I downloaded Firefox 3 and all I got was this crummy certificate


Some more excerpts from one of my favorite authors:
The two most common elements in the Universe are hydrogen…and stupidity
This one’s simply great
I ran away from home when I was thirteen. That was 1947. I was on the road about half the time from ‘47 till ‘49, when my dad died. Every time I’d run off, I’d eventually get brought back, or wander home of my own accord. Worked the carnival in the tri-state area of Ohio, Pennsylvania, Indiana…drove a dynamite truck in Shelby, North Carolina…topped trees in a lumber camp in Matawatchan, Ontario…spent a couple of months on tuna boats off the coast of Galveston…and I often rode the freight trains, and slept in “hobo jungles” under the trestles.
Met some of the most decent men I’d ever known. Gentlemen of the road, they were called. And I learned at least two things: the first was how to make a great tin can full of gypsy coffee, with chickory…and the other was pride.
Not the false pride of phony patriots like an Oliver North, the sort of despicable nationalistic piety that shames the flag and honor of the country that permits him to spread and spread dissension. Not the bogus macho pride of street thugs who think they’re making their mark when they spray some inarticulate moron code on a clean wall. Nor even the pride that is wasted effort, the leaping in front of a TV camera by some prognathous-jawed, slope-browed sports fan, his index finger extended to indicate we’re number one! I gotcher number right here, ya boneheaded jamook! No, the pride I learned was the pride of taking care of myself, running my own life, being responsible for who I am and what I do, and where I wind up at the close of the day.
And this final one is a bit of a coincidence, since I just watched a little bit on metalheads opposing Tipper Gore, that sworn enemy of all musicians.
I’m so damned sick to the teeth of self-righteous assholes who want to censor this, and censor that, who always know what’s best for you and me. Don’t read this, it’ll turn your mind to thoughts of cannibalism. Don’t go to that film, it’ll make you want to vote for legalized bed-wetting. Don’t eat this and don’t play with that, stay away from this person, and shun that person, because I — the great interpreter of the word of destiny — have decided that they answer to a wrong name. Or sex. Or color. Or belief.

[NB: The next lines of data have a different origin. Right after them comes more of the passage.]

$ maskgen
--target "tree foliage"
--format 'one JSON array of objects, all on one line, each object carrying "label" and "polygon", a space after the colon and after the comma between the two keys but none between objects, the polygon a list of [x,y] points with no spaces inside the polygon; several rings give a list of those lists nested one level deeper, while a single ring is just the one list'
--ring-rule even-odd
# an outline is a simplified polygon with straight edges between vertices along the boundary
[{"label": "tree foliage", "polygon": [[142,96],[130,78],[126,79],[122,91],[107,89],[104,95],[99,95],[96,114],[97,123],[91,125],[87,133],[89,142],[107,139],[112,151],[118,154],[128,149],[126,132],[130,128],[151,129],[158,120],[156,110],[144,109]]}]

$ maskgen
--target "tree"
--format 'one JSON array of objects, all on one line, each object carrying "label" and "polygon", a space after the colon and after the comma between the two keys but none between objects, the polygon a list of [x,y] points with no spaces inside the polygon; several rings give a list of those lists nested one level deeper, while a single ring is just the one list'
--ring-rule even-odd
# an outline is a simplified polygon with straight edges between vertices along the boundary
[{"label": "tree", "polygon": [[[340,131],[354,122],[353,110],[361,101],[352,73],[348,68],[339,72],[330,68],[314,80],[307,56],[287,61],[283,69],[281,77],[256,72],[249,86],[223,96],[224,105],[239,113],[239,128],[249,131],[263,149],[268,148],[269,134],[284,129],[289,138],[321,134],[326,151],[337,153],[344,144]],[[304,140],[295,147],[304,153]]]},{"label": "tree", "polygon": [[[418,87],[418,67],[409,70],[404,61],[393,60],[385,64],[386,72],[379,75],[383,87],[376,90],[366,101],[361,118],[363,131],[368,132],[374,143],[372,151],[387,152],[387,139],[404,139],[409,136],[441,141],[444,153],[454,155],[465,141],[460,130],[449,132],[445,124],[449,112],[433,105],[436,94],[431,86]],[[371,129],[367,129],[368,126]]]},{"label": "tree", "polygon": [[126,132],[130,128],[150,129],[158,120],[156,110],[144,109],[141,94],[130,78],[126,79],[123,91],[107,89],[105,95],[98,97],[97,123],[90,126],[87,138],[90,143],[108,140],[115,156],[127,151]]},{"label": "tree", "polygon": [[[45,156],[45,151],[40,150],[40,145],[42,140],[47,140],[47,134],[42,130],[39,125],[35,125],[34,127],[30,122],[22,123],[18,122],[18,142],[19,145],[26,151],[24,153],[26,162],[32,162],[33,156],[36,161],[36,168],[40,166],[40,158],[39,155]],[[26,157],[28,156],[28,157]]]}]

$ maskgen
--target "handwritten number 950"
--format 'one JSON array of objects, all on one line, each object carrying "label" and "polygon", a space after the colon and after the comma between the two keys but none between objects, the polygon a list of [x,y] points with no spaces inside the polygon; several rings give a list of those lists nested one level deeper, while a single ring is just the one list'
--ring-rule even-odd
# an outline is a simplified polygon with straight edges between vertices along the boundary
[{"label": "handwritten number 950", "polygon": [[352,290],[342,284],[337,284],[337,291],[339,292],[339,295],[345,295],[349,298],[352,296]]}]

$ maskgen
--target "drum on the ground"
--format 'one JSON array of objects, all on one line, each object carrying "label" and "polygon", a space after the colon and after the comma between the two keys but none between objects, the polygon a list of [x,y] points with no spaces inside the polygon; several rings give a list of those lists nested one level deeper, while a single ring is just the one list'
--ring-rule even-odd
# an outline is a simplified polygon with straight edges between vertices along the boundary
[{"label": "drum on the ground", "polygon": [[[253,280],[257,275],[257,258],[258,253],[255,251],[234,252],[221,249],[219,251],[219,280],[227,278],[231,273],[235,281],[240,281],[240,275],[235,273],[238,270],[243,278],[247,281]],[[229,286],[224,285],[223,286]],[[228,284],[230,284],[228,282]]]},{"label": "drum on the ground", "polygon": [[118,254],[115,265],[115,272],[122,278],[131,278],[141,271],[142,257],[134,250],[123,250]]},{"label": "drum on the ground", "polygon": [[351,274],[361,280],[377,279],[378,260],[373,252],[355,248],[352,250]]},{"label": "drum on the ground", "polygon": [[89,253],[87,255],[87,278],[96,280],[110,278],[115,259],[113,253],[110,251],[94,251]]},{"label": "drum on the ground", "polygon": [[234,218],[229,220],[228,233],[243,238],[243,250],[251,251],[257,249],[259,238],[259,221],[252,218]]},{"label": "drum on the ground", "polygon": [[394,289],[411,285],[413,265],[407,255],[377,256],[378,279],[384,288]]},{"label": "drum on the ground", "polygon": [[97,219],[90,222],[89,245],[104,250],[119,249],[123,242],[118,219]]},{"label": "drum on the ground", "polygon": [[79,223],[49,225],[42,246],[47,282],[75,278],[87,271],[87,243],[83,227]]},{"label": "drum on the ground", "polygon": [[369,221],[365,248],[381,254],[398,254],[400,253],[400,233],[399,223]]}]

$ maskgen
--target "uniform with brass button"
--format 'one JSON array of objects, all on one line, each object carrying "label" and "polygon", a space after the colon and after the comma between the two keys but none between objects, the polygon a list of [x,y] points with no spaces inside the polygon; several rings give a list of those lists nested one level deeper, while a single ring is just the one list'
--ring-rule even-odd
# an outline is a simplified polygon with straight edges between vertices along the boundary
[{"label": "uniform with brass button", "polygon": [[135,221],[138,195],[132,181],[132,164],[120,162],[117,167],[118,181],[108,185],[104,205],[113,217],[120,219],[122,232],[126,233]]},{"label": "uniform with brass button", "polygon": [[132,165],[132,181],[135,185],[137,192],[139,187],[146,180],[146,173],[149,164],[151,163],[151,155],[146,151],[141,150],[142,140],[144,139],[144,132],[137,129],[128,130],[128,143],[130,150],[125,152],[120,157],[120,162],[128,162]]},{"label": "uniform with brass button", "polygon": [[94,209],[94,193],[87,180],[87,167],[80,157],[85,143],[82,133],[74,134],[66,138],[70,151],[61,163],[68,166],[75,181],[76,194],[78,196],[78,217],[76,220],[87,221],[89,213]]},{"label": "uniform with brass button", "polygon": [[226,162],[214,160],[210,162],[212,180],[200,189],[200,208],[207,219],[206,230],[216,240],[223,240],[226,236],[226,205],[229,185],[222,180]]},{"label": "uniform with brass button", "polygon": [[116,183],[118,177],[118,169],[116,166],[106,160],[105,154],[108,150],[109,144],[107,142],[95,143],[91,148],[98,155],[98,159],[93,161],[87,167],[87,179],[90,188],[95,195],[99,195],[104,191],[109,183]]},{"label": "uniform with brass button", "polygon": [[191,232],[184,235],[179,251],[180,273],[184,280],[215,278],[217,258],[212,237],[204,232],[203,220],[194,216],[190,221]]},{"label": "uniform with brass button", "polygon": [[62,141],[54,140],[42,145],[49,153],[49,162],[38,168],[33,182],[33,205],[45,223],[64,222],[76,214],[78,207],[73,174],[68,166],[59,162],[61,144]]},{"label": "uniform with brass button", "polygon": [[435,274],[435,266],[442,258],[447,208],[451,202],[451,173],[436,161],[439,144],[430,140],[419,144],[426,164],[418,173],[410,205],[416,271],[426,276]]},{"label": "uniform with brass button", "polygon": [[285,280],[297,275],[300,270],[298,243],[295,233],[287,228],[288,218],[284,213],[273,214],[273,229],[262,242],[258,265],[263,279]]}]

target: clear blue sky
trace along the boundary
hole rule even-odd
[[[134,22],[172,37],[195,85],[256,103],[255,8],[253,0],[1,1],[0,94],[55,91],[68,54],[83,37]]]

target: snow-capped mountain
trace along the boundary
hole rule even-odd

Like dirty angels dropping their stained feathers, they leave their detestable mark everywhere they light. It doesn’t matter if their names are Cotton Mather of Torquemada or Heinrich Himmler or Anita Bryant or Senator Joe McCarthy, Dole, Helms, Dornan, or “Tipper” Gore, they are the breathing face of the enemy of art.
Now, what was it Asimov said about Ellison again? Ah, yes
Harlan uses his gifts for colorful and variegated invective on those who irritate him — intrusive fans, obdurate editors, callous publishers, offensive strangers.